ACLU Successfully Settles Suit Requiring DMV Establish Regulations For Uninsured Motorist Database
Posted: February 06, 2015|Category: Due Process Privacy
In response to a lawsuit filed this week by the American Civil Liberties Union of Rhode Island, the Division of Motor Vehicles agreed to the entry of a court order today that will require the agency to first adopt regulations through a public process before using a new database designed to identify and possibly take action against uninsured drivers.
The ACLU of Rhode Island on Tuesday sued the DMV for implementing its Uninsured Motorists Identification Database without first establishing any regulations to prevent the improper disclosure of drivers’ personal information, avoid mistaken registration revocations, or to otherwise ensure that the program is properly administered by the private out-of-state vendor contracted to run the program.

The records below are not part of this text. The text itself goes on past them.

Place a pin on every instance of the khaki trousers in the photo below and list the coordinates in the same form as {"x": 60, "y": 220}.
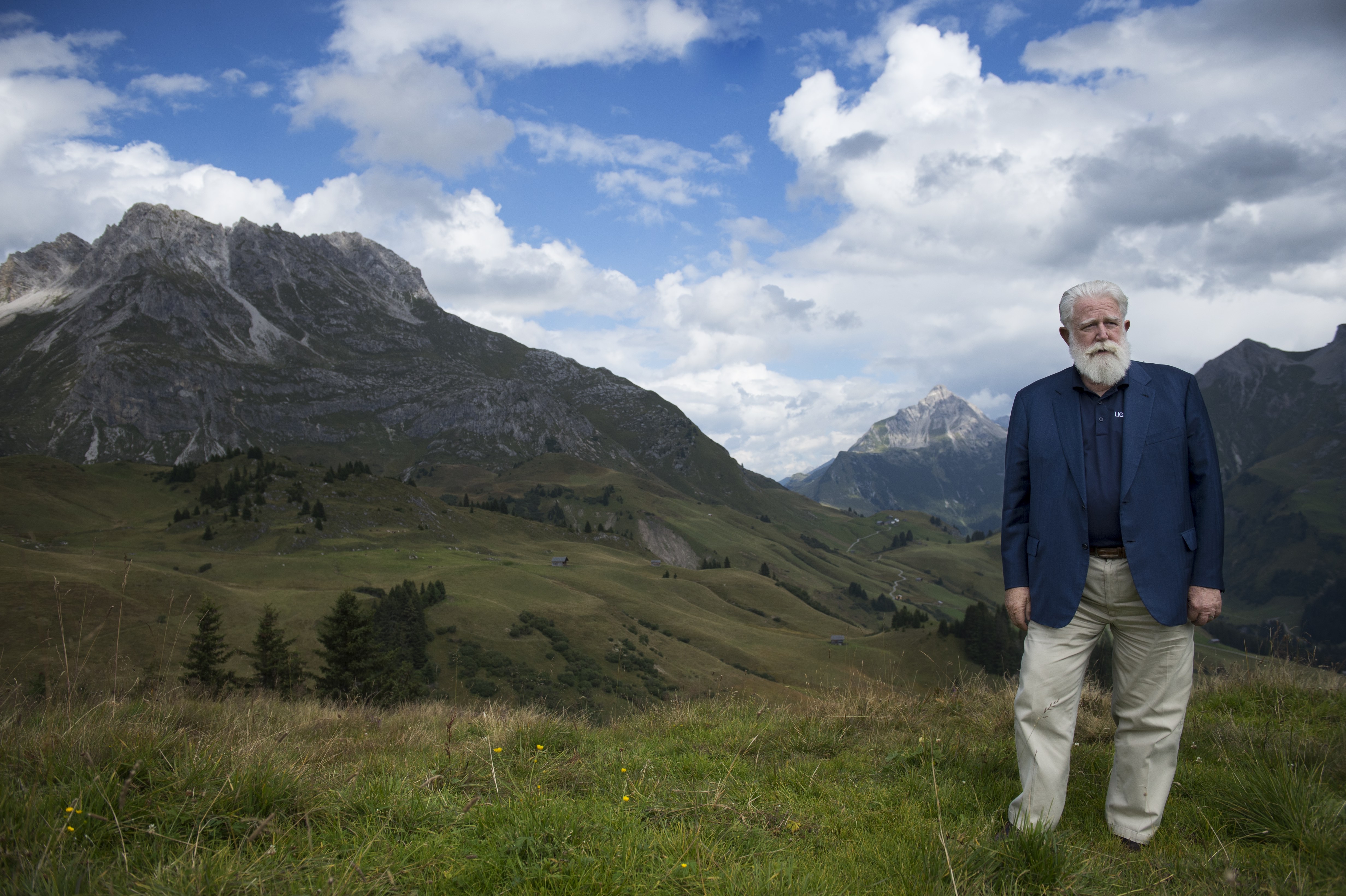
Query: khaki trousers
{"x": 1151, "y": 684}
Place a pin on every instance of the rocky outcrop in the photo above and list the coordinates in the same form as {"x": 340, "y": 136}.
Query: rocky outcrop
{"x": 665, "y": 544}
{"x": 172, "y": 338}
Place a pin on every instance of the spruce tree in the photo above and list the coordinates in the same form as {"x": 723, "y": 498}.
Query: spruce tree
{"x": 352, "y": 660}
{"x": 208, "y": 653}
{"x": 399, "y": 621}
{"x": 276, "y": 667}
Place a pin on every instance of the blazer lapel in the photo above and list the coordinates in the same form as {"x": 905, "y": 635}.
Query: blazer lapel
{"x": 1141, "y": 402}
{"x": 1069, "y": 430}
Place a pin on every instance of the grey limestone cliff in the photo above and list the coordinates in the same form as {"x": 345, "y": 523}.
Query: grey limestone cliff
{"x": 172, "y": 338}
{"x": 941, "y": 457}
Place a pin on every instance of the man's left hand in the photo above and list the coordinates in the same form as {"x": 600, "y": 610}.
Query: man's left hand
{"x": 1203, "y": 605}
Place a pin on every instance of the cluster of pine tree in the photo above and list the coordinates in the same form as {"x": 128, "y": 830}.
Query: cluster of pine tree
{"x": 990, "y": 638}
{"x": 243, "y": 481}
{"x": 346, "y": 471}
{"x": 373, "y": 653}
{"x": 379, "y": 653}
{"x": 275, "y": 665}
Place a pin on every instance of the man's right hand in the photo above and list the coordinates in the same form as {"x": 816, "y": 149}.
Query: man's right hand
{"x": 1017, "y": 605}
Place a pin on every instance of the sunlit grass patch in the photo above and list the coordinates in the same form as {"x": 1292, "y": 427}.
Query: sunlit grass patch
{"x": 849, "y": 790}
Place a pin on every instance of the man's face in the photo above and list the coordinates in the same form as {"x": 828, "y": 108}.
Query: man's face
{"x": 1096, "y": 321}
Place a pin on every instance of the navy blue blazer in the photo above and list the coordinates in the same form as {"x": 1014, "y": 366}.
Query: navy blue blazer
{"x": 1173, "y": 511}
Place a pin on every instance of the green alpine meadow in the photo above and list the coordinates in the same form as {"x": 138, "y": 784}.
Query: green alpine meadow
{"x": 309, "y": 586}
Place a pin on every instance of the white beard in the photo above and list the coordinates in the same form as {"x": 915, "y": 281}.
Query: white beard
{"x": 1103, "y": 362}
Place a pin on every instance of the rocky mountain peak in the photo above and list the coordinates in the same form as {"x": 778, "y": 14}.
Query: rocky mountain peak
{"x": 41, "y": 267}
{"x": 941, "y": 416}
{"x": 172, "y": 338}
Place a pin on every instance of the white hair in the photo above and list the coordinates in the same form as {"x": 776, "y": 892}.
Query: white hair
{"x": 1092, "y": 290}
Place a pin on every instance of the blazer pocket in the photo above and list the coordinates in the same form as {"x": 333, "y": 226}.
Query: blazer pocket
{"x": 1165, "y": 435}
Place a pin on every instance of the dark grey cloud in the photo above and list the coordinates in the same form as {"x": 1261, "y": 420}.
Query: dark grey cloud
{"x": 939, "y": 171}
{"x": 1302, "y": 22}
{"x": 1149, "y": 177}
{"x": 858, "y": 146}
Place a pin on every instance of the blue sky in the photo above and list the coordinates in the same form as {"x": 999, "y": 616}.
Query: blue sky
{"x": 789, "y": 219}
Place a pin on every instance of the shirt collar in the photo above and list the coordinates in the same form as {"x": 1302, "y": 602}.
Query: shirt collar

The database is designed to compile information from insurance companies about the identities of insured drivers and information from the DMV about registered motor vehicles. The vendor matches the information to identify and notify vehicle owners who do not appear to have insurance. The lawsuit, filed by ACLU volunteer attorney Albin Moser, noted that insurance companies and the DMV had begun sending personal information about drivers to the vendor without any regulations whatsoever to address key issues over implementation of the database.
The ACLU’s successful settlement of this suit comes as the first wave of notices to drivers who purportedly didn’t have insurance was supposed to be sent out by the vendor. Residents must obtain or prove they have insurance within a specified period of time or else their registration will be revoked. Under this agreement, the DMV must now established regulations in accordance with the Administrative Procedures Act before any notifications are sent.
ACLU attorney Moser said: “Thanks to the ACLU's analysis, the Superior Court and the DMV were made aware of several privacy and due process concerns that were best addressed by a public rulemaking process before the program's implementation. The ACLU will be an active participant in that process in order to make sure that these concerns are adequately addressed.” The lead plaintiff in the case, ACLU of RI policy associate Hillary Davis, added: “A number of questions remain about the implementation of the UMID, from ways to protect Rhode Islanders’ privacy to how drivers whose registrations are erroneously revoked may have them reinstated without punishment. We commend the DMV for recognizing the need to move forward on answering these questions, and look forward to testifying on the proposed rules.”